Il. L'injustice des jugements de cour
La moralité de la fable nous invite à juger par cette histoire de la perversion de la justice dans les « jugements de Cour ». Mais le message est plus complexe, comme est plus complexe la mécanique de la flatterie.
a) Le lion et le renard
Le Renard a-t-il pris seul l'initiative de la flatterie ? Le Lion était peut-être d'autant plus enclin à la sincérité qu'il savait d'avance que les courtisans le disculperaient. En témoigne le "nous" du vers 23, faussement ambigu : s'il semble désigner le peuple animal rassemblé (v. 21), il s'agit en fait d'un pluriel de majesté. Le Roi seul peut parler de ses fautes "sans indulgence" (v. 23), parce qu'il sait pouvoir compter sur l'indulgence des autres.
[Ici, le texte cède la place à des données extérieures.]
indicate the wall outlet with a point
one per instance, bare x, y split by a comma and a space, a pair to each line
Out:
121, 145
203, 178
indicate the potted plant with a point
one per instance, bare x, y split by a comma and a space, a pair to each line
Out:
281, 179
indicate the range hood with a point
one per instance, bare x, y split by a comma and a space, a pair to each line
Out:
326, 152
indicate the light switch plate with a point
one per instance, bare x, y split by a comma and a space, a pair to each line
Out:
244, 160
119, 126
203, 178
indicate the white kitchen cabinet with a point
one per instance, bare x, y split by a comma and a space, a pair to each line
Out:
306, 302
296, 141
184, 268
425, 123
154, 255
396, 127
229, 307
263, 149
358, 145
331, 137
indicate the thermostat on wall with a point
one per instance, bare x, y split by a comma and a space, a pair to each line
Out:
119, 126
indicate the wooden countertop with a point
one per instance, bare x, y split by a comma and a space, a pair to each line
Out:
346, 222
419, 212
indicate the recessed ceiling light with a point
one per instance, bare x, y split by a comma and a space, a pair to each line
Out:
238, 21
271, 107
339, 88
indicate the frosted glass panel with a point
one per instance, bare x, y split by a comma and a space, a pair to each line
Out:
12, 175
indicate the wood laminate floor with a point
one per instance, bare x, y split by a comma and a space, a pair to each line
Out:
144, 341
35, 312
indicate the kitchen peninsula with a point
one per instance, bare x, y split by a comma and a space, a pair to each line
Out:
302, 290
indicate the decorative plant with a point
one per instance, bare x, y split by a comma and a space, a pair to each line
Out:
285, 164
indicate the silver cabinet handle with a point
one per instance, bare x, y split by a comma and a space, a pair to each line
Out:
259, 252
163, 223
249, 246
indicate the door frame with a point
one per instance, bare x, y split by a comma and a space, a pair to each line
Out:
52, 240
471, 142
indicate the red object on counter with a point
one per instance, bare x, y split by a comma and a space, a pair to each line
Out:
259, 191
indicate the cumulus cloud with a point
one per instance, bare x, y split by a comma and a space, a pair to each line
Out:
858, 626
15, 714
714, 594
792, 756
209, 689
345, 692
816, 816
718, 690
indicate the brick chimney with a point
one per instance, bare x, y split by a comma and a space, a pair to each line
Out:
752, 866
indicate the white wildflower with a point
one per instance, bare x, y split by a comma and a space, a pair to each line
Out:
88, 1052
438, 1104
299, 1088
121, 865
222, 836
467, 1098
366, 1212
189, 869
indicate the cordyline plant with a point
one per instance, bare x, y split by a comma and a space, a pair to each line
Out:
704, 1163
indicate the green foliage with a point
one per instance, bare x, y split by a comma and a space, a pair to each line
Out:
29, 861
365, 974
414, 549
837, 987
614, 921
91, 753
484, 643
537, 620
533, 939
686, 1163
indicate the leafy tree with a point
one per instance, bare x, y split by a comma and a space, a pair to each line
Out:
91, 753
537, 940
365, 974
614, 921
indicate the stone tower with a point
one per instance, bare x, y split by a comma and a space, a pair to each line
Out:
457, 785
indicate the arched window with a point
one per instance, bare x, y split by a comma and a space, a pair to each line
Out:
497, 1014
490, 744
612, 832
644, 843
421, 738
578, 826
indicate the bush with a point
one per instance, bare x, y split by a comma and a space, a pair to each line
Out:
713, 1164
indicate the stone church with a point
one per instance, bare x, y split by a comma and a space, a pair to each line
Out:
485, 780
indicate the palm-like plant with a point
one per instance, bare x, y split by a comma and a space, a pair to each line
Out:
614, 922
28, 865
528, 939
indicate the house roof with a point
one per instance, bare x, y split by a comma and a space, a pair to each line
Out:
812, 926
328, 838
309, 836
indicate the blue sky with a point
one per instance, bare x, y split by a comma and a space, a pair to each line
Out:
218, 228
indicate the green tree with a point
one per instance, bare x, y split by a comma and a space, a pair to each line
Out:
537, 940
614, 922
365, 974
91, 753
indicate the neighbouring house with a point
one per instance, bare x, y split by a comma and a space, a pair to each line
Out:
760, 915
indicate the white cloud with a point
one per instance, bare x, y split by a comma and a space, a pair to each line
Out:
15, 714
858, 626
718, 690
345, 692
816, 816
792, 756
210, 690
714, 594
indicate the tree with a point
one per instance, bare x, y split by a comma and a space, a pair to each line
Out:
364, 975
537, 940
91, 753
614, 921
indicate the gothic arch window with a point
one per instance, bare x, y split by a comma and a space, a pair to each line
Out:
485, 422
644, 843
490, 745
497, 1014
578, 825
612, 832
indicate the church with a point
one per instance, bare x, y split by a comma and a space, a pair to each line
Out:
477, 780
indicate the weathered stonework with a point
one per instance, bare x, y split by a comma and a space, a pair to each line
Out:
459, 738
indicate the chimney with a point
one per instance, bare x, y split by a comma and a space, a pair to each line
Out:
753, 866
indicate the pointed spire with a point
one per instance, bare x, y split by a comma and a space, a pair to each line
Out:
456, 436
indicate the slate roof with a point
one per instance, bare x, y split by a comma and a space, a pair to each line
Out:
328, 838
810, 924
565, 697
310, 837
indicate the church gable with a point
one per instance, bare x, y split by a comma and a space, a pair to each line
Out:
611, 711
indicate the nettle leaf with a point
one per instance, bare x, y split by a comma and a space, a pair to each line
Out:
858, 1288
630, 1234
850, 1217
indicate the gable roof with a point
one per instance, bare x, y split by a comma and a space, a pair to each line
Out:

Il se garde bien d'ailleurs de préciser comment sera reconnu "le plus coupable" (v. 33) : tout se passe comme si le Lion savait d'avance qu'il ne serait pas question de juger "selon toute justice". Il y a donc dans le discours du Lion comme une invitation que le Renard est le premier à comprendre : il est remarquable que celui-ci intervienne aussitôt. On notera que la moralité ne condamne d'ailleurs pas le Renard.
b) Le renard et le loup
L'intervention du Loup est plus scandaleuse que celle du Renard. Il ne parle pas pour se dispenser d'une confession comme le Renard car le Loup a déjà parlé, après le Tigre et l'Ours, et parmi les "grandes puissances" (v. 45). Sa "harangue" (v. 56 à 60) vient clore le débat : elle nous fait glisser du style indirect ( "[II] prouva [...] qu'il fallait dévouer", v. 56-57) au style indirect libre (c'est-à-dire l'effacement du verbe introducteur, ( "Manger l'herbe d'autrui ! quel crime abominable ! ", v. 60). La transition est insensible : le vers intermédiaire (v. 58) est encore au style indirect (il dépend toujours de "il prouva" ), mais il comporte de quasi citations de style direct ( "ce pelé, ce galeux" ). La harangue traduit aussi la duplicité de l'animal (le mot "clerc", au vers 56 : " quelque peu clerc", est à prendre au sens de " savant ", mais avec une nuance péjorative). On ne sait d'ailleurs pas très bien où finit la harangue du Loup et où commencent les réactions de rassemblée (v. 59 ; v. 62). Tous les animaux sont donc finalement responsables de cette perversion de la justice.
La moralité de la fable ne dit rien du Roi ni du Renard : c'est la réunion des courtisans à la cour qui pervertit l'idée de justice et interdit la sincérité.